Berufsbildungswerkstatt ~ Qualified for the future

Eine siebenköpfige Daimler-Ausbildungsmannschaft nahm im Juli an dem dreitägigen Lehrgang "Inklusive Jugendausbildung " an der neuen Berufsakademie des Unternehmens teil. Sie haben sich in Theorie und Praxis mit dem Themenkomplex Inclusion auseinandergesetzt - und von der Kompetenz des Kompetenzzentrums profitiert. Im Mittelpunkt des Austausches stand die Weiterentwicklung der Angebote zur Wiedereingliederung von Jugendlichen mit einem hohen Förderbedarf und die Stärkung der gemeinsamen Berufsausbildung von Berufsbildungszentren und Unternehmen.

Vier Themen von großer Wichtigkeit für die Berufsbildung von Jugendlichen mit Behinderung werden von der Berufsbildungsgemeinschaft der Berufs-bildungswerke e. V. behandelt. Um ICF noch besser in der Rehabilitationspraxis zu verankern, ist für 2018 ein umfassendes Trainings- und Beratungsangebot vorgesehen. Dies bedeutet, dass ein neues Aufgabengebiet in der Berufsrehabilitation gewachsen ist, um Jugendliche mit einer Autismusstörung in ihrer Berufsausbildung zu unterstützen und ihnen die Teilnahme am Berufsleben zu ermöglichen.

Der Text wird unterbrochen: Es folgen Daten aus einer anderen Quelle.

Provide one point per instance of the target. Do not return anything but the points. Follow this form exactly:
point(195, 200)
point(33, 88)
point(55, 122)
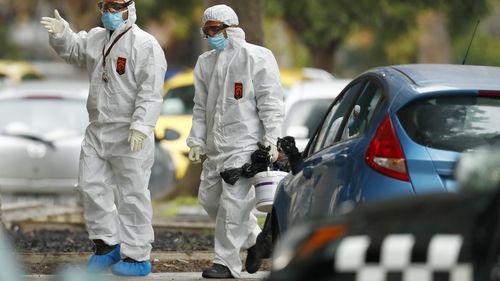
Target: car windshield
point(49, 119)
point(455, 123)
point(304, 117)
point(178, 101)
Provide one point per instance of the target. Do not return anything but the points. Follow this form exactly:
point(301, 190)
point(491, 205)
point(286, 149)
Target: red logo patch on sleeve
point(238, 90)
point(121, 65)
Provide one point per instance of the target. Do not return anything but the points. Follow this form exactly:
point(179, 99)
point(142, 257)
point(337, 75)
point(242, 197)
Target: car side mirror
point(171, 134)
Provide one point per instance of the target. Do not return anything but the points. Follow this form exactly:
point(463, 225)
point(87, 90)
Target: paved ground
point(181, 276)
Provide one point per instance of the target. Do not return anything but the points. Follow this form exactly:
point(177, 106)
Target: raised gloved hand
point(136, 140)
point(195, 154)
point(53, 25)
point(273, 152)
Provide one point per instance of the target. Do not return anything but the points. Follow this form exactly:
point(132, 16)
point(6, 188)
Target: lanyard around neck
point(106, 53)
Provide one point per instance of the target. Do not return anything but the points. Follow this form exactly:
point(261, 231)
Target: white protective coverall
point(130, 99)
point(238, 100)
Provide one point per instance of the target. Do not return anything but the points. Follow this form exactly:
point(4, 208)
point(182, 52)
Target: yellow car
point(17, 71)
point(174, 123)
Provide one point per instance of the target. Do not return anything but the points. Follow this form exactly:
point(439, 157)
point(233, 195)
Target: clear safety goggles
point(113, 7)
point(211, 30)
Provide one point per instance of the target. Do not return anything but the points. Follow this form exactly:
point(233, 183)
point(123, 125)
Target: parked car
point(13, 72)
point(306, 105)
point(174, 123)
point(42, 124)
point(447, 236)
point(413, 123)
point(41, 129)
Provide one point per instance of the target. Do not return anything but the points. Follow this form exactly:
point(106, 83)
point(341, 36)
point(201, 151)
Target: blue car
point(393, 131)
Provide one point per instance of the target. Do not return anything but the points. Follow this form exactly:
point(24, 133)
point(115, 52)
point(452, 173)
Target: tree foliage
point(324, 24)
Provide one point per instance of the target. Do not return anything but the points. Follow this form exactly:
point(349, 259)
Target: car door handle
point(308, 169)
point(340, 159)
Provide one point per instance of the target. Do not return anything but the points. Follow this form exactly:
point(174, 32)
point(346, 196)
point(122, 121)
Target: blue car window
point(453, 123)
point(362, 112)
point(333, 121)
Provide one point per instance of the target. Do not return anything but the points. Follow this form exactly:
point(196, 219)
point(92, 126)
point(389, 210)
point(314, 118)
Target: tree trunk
point(250, 14)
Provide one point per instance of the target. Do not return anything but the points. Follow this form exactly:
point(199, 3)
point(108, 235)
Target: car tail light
point(384, 154)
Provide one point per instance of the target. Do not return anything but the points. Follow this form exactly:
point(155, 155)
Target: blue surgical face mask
point(217, 42)
point(112, 21)
point(350, 122)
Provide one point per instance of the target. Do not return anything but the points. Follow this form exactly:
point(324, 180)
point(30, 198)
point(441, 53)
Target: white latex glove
point(136, 140)
point(53, 25)
point(195, 153)
point(274, 150)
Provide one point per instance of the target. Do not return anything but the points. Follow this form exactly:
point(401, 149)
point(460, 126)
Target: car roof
point(309, 90)
point(76, 89)
point(435, 77)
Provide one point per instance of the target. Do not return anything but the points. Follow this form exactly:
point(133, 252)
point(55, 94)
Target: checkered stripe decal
point(396, 257)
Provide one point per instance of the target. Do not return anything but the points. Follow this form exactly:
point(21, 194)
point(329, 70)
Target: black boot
point(253, 261)
point(217, 271)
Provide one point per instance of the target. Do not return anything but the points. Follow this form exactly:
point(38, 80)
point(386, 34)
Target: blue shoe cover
point(124, 268)
point(99, 263)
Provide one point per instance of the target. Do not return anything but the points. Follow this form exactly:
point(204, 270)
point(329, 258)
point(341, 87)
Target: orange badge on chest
point(238, 90)
point(120, 65)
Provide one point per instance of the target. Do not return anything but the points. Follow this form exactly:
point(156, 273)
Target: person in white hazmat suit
point(238, 103)
point(126, 69)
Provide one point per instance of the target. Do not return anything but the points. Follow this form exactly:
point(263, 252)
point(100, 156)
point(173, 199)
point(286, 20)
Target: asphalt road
point(181, 276)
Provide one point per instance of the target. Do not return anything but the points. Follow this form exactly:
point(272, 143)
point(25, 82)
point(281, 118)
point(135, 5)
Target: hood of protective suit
point(236, 36)
point(222, 13)
point(132, 15)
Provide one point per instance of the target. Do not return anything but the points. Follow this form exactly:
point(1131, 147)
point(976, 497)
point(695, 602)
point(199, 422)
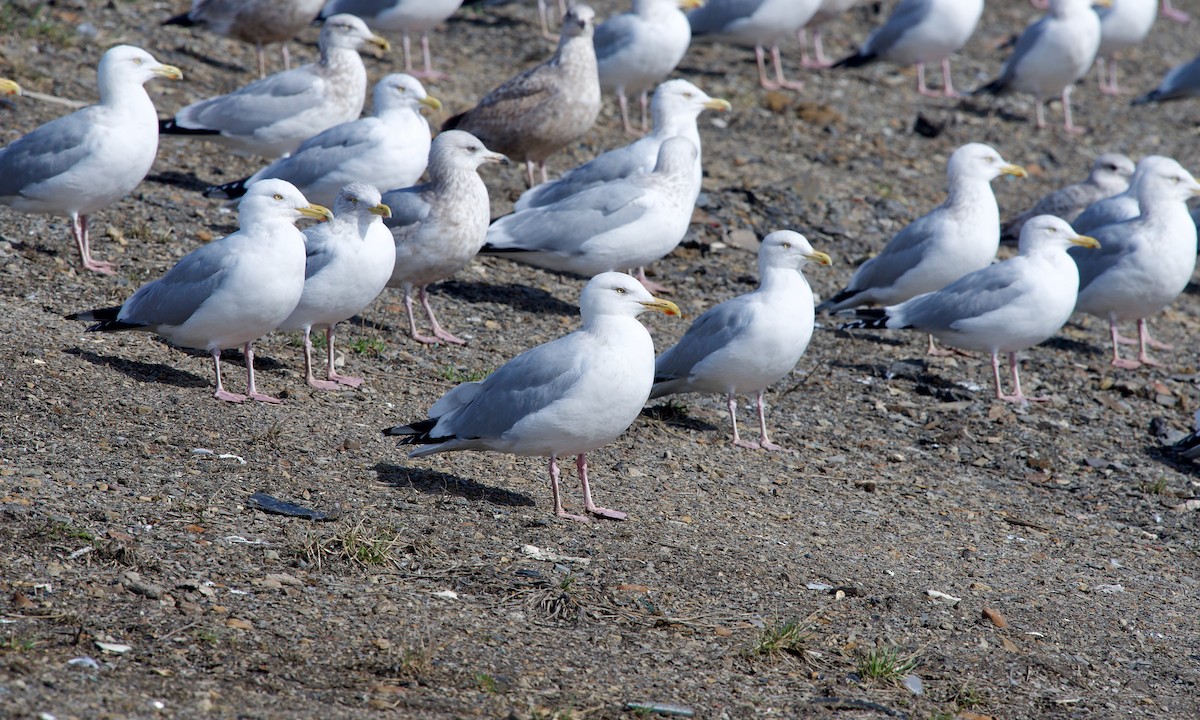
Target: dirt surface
point(744, 583)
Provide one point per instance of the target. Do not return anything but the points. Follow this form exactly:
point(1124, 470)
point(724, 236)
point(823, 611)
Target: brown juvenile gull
point(751, 341)
point(93, 157)
point(1110, 174)
point(441, 225)
point(258, 22)
point(229, 292)
point(569, 396)
point(543, 109)
point(274, 115)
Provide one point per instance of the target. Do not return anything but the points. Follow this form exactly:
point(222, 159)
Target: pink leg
point(329, 363)
point(307, 365)
point(556, 491)
point(1117, 360)
point(438, 331)
point(251, 391)
point(222, 394)
point(79, 228)
point(763, 441)
point(581, 465)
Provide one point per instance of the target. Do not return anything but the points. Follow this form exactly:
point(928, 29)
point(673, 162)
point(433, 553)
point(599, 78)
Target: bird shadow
point(443, 484)
point(514, 295)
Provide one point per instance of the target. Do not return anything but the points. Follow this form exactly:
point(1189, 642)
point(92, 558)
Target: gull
point(408, 17)
point(93, 157)
point(755, 23)
point(1051, 54)
point(259, 22)
point(388, 149)
point(921, 31)
point(957, 238)
point(543, 109)
point(439, 226)
point(751, 341)
point(1110, 175)
point(1122, 27)
point(274, 115)
point(348, 263)
point(1005, 307)
point(1146, 262)
point(569, 396)
point(229, 292)
point(616, 226)
point(676, 106)
point(827, 11)
point(637, 49)
point(1182, 81)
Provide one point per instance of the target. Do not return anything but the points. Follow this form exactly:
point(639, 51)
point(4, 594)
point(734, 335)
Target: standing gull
point(408, 17)
point(93, 157)
point(755, 23)
point(543, 109)
point(1001, 309)
point(1050, 55)
point(1146, 262)
point(388, 149)
point(749, 342)
point(1110, 175)
point(637, 49)
point(439, 226)
point(569, 396)
point(676, 106)
point(958, 237)
point(274, 115)
point(229, 292)
point(921, 31)
point(258, 22)
point(1182, 81)
point(348, 263)
point(616, 226)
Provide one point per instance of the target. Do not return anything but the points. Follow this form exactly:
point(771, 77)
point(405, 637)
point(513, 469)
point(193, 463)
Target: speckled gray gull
point(1005, 307)
point(828, 11)
point(617, 226)
point(407, 17)
point(751, 341)
point(84, 162)
point(1146, 262)
point(388, 149)
point(1181, 82)
point(229, 292)
point(958, 237)
point(569, 396)
point(1050, 55)
point(1110, 175)
point(257, 22)
point(921, 31)
point(274, 115)
point(439, 226)
point(757, 24)
point(677, 105)
point(545, 108)
point(1123, 25)
point(639, 49)
point(348, 262)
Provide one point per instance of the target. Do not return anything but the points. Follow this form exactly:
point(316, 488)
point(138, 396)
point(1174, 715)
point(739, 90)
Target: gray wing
point(46, 153)
point(563, 227)
point(257, 105)
point(175, 297)
point(904, 18)
point(528, 383)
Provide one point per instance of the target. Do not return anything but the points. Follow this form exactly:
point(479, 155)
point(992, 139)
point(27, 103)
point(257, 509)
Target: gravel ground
point(744, 583)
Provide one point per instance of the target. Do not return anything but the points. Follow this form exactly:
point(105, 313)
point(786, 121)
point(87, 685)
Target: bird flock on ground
point(1121, 245)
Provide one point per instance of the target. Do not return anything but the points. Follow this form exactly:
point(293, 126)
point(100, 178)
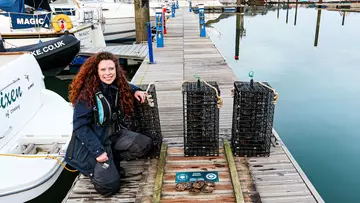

Die Auswirkungen dieser Maßnahmen hat das BIBB in einer laufenden Untersuchung erforscht und ermittelt: Besser als ihr Ansehen sind die sogenannten 66 Berufsgruppen und die ReZA. Istabell Hantow, Dipl.-Ing. des Berufsbildungswerks Dresden, wurde im Zuge der Besten Auszeichnung 2017 von der Industrie- und Handelskammer Cottbus ausgelobt.

Im Jahr 2017 hatte die Jugendliche ihre IHK-Abschlussprüfung als beste ihres Jahrgangs im Lagergelände abgelegt. Der 42-jährige Sozialwissenschaftler war zuvor Mitglied der CDU/CSU-Bundestagsfraktion und für die Integration und Beteiligung von Menschen mit Behinderung verantwortlich. Nach einer Untersuchung des Institutes der gewerblichen Wirtschaft sind neben der Jugendhilfe/beruflichen Jugendhilfe für Betriebe, die Menschen mit Behinderung qualifizieren, Berufsbildungszentren die geeignetsten und hilfsbereitesten Ansprechpartner.

Könnte ein Mann mit nur einer einzigen guten Figur, der nach der neunten Schulstufe die Ausbildung abbricht, heute einen eigenen Metallbetrieb haben? Berufsbildungszentren erschließen neue Angebote und bauen ihr Leistungsportfolio aus. Die teilnehmenden Experten haben den Weg für eine bundesweite Zusammenarbeit zwischen BBW und EDEKA geebnet.

"Hier habe ich eine wunderbare Berufsausbildung erlebt - auch für Menschen mit Behinderungen", sagte Frau Merkel am Donnerstag, 4. März, bei ihrem Aufenthalt im Berufsbildungszentrum Greifswald. Der Bundeskanzler machte sich durch die Berufsbildungsorganisationen ein Bild von der erfolgreichen Eingliederung und Einbindung und spricht mit jungen Menschen über ihre persönliche Eingliederung.